Motherhood: A Haunting (Smell)
When I was growing up in California, my family would sometimes drive up the coast to Oregon, where we’d stop at the Sea Lion Caves outside of Florence and stare at all the loud, brown, floppy sea lion bodies flapping around on the rocks. Being a kid who liked animals, I always really loved these visits, but was horrified when the smell of salt water and sea lion poo lingered in my nose for several days after.
A similar experience happened when, as a teenager, I went to the Jorvik Viking Centre in York, England, and was haunted for three days by the smell of human excrement that was pumped out from the true-to-life Viking village latrine. It’s a particularly unpleasant thing, being followed by the smell of poop, but at least I used to be able to look around a hotel room or movie theater and remind myself that despite what my nose was telling my brain, I was not in fact still standing inside a sea lion cave or passing by a wax figure of a Viking squatting over a pretend cess pit (Ed. Note: that is an actual thing you can see at the Jorvik Viking Centre in York).
I used to be able to confidently remind myself that I wasn’t actually covered in poo. That was until I had a baby…
Now, sometimes, when I change an especially rancid diaper and the smell lingers in my nostrils, I have to do a full sweep of the entire house several times — checking diapers and clothes, sniffing bed sheets, shining lights onto carpets and under dressers, washing and rewashing my hands — because poo could actually be anywhere. I now live a life in which finding another person’s poo on my pillow, clothing, or skin would not be a surprise.
Poop is definitely the most fragrant baby bodily waste that challenges me as a mother. I have to walk around smelling it (and potentially smelling like it) while pretending
1)not to be horrified and
2) like I’m a normal person walking around the supermarket, just like everyone else, despite the fact that I’m convinced I’m smeared with crap and also I haven’t showered in three days so I probably am.
Poop is challenging. However, it’s certainly not the only hard part of Motherhood. I have to make tough choices about where my limits on filth are all the time.
For example, this morning, I’d already decided I was just going to wash my bangs. I desperately needed to shampoo my hair. I just didn’t have the energy for a full shower, which currently requires listening to my toddler losing his mind at the edge of the bathtub until I finish hosing myself off and bring him in with me. I needed to look presentable enough to go run a few errands, so washing my bangs over the sink while my son clung to my legs screaming seemed like a fair compromise. Unfortunately, while we were playing in his room, my son climbed onto my back and drooled his canine-teething drool all along the nape of my neck. And then, I, an adult woman who used to sometimes order pitchers of margaritas with lunch or sleep in past 6am, spent several seconds running my hands over my hairline, trying to decide how much drool was too much, all while wondering to myself: how did I get here?

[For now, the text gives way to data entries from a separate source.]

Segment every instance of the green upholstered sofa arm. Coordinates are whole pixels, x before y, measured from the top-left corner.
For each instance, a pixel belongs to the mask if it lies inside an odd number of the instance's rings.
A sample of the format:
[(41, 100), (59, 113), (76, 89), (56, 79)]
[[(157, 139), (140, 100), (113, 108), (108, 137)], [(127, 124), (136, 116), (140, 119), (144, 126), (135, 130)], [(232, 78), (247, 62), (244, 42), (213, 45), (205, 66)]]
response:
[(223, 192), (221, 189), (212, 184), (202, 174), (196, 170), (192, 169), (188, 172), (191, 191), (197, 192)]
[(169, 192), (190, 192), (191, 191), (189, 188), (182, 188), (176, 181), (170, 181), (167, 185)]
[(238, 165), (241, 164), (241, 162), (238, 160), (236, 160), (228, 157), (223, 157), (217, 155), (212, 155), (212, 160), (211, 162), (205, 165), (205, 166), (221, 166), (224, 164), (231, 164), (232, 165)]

In the end, I showered (verdict: too much drool), but stories like these don’t always end this way. Sometimes, I wake up for the day after being up all night with a sick baby and only discover (okay, okay: remember) that a baby puked over my shoulder overnight when I absentmindedly twirl my hair and smell the vomit on the ends. Other times, I know the jeans I’ve just put on have snot smeared on them from the day before, but they’re the only ones that kinda fit me right now and I wear them anyway. Or: instead of showering, I scrub my armpits with a few baby wipes, put on a fresh swipe of aluminum-free deodorant (read: useless stink juice), and go out into the world.
I cut hygiene corners for myself every single day. I accept that I may smell/smell like poop; I allow varying levels of snot, drool, and tears to ooze into my clothes before I change; I go out in public with hummus hand prints on my sleeves; I never look too closely in the mirror; I am grateful for the impending hat weather.
But god forbid if my child is wearing socks that don’t match his outfit!